Sociedade

111 professores convocados para corrigir exames estavam de férias ou de baixa, admite o ministro

O Ministério da Educação identificou 111 docentes escalados para a correção da 2.ª fase dos exames nacionais na região de Lisboa que se encontravam indisponíveis por estarem de férias ou de baixa médica. O ministro defende a criação de um novo modelo de seleção por considerar o processo atual “extremamente ineficiente”.

111 professores convocados para corrigir exames estavam de férias ou de baixa, admite o ministro
©Ilustração IA Nuno Ribeiro / propagandistasocial.com

Ministério reconhece falha na escalação de corretores na região de Lisboa

O processo de mobilização de professores para a classificação dos exames nacionais voltou a ser alvo de crítica pública esta terça-feira, depois de o ministro da Educação, Ciência e Inovação, Fernando Alexandre, ter revelado que, na região de Lisboa, foram identificados 111 docentes escalados para a correção que se encontravam de férias ou de baixa médica e, por isso, não puderam cumprir essa tarefa.

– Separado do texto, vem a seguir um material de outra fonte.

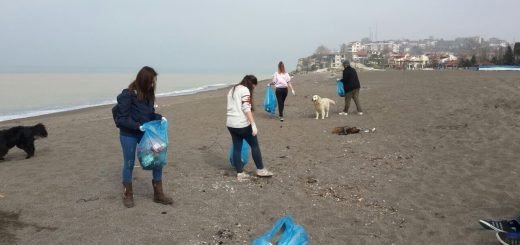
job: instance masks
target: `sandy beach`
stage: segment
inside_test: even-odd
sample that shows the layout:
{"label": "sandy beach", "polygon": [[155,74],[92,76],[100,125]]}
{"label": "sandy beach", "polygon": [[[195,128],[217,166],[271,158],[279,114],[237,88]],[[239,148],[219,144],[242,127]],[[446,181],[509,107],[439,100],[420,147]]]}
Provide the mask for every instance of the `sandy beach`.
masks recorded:
{"label": "sandy beach", "polygon": [[[311,244],[497,244],[477,221],[520,214],[519,73],[359,72],[363,116],[338,115],[338,76],[296,76],[283,123],[257,87],[275,176],[248,182],[228,161],[228,89],[160,98],[173,206],[154,203],[151,173],[135,168],[136,206],[124,208],[111,106],[0,122],[49,132],[35,157],[0,161],[0,244],[249,244],[285,214]],[[313,94],[336,100],[329,118],[314,119]],[[330,133],[346,125],[376,131]]]}

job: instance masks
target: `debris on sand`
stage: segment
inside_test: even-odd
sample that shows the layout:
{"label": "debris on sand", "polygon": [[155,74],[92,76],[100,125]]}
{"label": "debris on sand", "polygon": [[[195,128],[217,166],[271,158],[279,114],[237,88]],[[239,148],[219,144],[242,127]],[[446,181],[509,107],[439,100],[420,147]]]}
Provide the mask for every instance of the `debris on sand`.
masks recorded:
{"label": "debris on sand", "polygon": [[307,178],[307,183],[308,184],[315,184],[315,183],[318,183],[318,180],[316,178],[313,178],[313,177],[308,177]]}
{"label": "debris on sand", "polygon": [[233,232],[230,229],[220,229],[217,231],[217,237],[232,240]]}
{"label": "debris on sand", "polygon": [[348,135],[348,134],[357,134],[357,133],[373,133],[376,131],[376,128],[357,128],[350,126],[341,126],[335,127],[332,129],[331,133],[337,135]]}

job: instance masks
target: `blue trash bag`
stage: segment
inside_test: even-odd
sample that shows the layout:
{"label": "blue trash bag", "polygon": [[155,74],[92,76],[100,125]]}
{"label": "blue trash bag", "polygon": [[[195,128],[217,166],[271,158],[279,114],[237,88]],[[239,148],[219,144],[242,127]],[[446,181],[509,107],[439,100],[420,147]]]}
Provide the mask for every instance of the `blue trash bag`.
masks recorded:
{"label": "blue trash bag", "polygon": [[[278,241],[273,241],[273,238],[278,237]],[[309,236],[305,229],[298,224],[295,224],[291,216],[287,215],[278,219],[273,227],[264,233],[261,237],[253,241],[252,245],[308,245]]]}
{"label": "blue trash bag", "polygon": [[343,80],[338,80],[336,82],[336,87],[338,89],[338,95],[339,97],[345,97],[345,89],[343,88]]}
{"label": "blue trash bag", "polygon": [[168,121],[155,120],[143,124],[144,135],[137,145],[137,158],[144,170],[166,165]]}
{"label": "blue trash bag", "polygon": [[274,114],[276,110],[276,96],[274,95],[271,86],[265,89],[264,110],[271,114]]}
{"label": "blue trash bag", "polygon": [[[249,148],[250,146],[247,141],[243,140],[241,151],[242,167],[245,167],[249,161]],[[233,162],[233,144],[231,144],[231,150],[229,151],[229,163],[231,163],[231,166],[236,167],[235,163]]]}

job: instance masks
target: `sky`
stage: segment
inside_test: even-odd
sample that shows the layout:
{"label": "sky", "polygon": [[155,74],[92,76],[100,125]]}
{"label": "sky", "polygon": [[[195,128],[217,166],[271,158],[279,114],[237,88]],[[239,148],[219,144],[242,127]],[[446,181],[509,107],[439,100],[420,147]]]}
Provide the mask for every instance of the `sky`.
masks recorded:
{"label": "sky", "polygon": [[368,37],[520,41],[519,0],[0,0],[0,72],[265,73]]}

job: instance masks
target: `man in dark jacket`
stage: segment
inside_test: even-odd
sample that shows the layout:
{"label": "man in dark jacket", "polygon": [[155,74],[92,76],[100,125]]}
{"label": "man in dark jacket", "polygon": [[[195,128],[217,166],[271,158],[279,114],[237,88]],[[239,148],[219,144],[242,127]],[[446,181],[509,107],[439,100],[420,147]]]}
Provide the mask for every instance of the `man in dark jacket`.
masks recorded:
{"label": "man in dark jacket", "polygon": [[343,89],[345,90],[345,108],[340,115],[348,115],[348,108],[350,107],[350,100],[354,99],[354,103],[356,103],[357,112],[359,115],[363,115],[363,110],[361,109],[361,104],[359,103],[359,89],[361,88],[359,84],[359,78],[357,72],[354,68],[350,66],[350,62],[348,60],[343,61]]}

O anúncio foi feito no segundo dia da classificação da 2.ª fase dos exames nacionais do ensino secundário. O ministro reconheceu a existência do problema como sinal de que o método de escolha dos avaliadores necessita de alteração, apontando a insuficiência do mecanismo atualmente em vigor.

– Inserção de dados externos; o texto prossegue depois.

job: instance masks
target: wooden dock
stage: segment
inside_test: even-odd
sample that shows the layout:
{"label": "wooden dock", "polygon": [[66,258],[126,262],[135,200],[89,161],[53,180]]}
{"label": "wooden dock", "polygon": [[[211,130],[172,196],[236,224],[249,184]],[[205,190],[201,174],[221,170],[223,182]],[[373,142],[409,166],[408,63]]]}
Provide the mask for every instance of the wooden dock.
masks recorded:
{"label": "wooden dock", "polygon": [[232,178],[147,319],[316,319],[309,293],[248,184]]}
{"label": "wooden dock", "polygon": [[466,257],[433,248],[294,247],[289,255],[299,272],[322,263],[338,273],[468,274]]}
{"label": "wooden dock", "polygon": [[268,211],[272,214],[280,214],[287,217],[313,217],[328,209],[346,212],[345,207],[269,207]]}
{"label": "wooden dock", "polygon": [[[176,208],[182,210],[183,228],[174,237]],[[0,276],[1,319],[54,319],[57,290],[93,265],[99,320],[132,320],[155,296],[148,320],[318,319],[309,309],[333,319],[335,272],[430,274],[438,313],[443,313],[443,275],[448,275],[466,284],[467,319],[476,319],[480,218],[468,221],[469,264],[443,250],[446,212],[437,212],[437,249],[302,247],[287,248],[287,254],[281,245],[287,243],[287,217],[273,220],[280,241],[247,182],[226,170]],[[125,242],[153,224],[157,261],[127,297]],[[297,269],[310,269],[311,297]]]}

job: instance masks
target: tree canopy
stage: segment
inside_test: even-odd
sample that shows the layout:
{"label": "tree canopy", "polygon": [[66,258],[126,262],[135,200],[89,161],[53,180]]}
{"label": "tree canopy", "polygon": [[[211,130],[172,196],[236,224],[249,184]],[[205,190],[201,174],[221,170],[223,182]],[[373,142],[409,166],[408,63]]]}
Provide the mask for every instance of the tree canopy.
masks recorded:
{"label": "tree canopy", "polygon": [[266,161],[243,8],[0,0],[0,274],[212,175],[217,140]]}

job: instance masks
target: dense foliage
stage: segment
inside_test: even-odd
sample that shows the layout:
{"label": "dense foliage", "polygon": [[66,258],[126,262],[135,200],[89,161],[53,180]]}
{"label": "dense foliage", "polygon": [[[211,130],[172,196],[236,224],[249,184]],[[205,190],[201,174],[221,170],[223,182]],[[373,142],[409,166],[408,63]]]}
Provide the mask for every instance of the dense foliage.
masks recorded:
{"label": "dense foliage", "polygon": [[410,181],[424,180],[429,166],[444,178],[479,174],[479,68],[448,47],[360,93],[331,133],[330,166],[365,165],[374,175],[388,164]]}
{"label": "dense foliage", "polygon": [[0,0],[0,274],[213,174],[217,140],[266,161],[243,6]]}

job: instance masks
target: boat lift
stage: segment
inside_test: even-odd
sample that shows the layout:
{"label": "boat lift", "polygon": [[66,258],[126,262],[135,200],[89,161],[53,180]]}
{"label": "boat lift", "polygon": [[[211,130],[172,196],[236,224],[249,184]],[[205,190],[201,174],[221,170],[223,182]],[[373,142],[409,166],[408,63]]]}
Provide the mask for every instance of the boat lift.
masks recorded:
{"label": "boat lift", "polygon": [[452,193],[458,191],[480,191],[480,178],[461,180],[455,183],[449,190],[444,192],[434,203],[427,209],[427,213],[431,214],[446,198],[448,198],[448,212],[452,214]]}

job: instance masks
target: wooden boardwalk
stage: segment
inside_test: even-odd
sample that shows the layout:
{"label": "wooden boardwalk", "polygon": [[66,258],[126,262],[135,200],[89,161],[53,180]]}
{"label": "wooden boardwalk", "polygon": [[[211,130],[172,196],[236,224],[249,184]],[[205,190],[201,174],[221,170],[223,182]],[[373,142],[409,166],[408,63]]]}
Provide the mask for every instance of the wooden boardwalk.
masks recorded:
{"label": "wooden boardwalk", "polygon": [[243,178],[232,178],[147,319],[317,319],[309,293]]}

“Ainda ontem, na região de Lisboa, identificámos 111 professores que estavam escalados, foram convocados, mas estão de férias ou de atestado médico e por isso não estavam disponíveis”, afirmou o ministro.

Apesar da constatação, Fernando Alexandre sublinhou que a própria operação de classificação desta 2.ª fase decorre sem grandes sobressaltos: todos os itens já foram distribuídos e cerca de 20% das provas encontram-se corrigidas, segundo os números avançados pelo ministério.

Consequências e urgência de reforma

O caso levanta várias questões sobre a fiabilidade e a eficiência da logística que sustenta a avaliação externa do sistema de ensino. A indisponibilidade de um número tão elevado de corretores pode afetar prazos, qualidade e equidade no tratamento das provas, mesmo que neste momento não haja indicação de atraso generalizado.

  • Transparência: necessidade de maior clareza sobre critérios de seleção e confirmação de disponibilidade dos professores.
  • Planeamento: revisão dos prazos e mecanismos de substituição quando surgem imprevistos como férias ou baixas médicas.
  • Modelo de seleção: procura de alternativas para tornar o processo mais robusto e menos sujeito a falhas operacionais.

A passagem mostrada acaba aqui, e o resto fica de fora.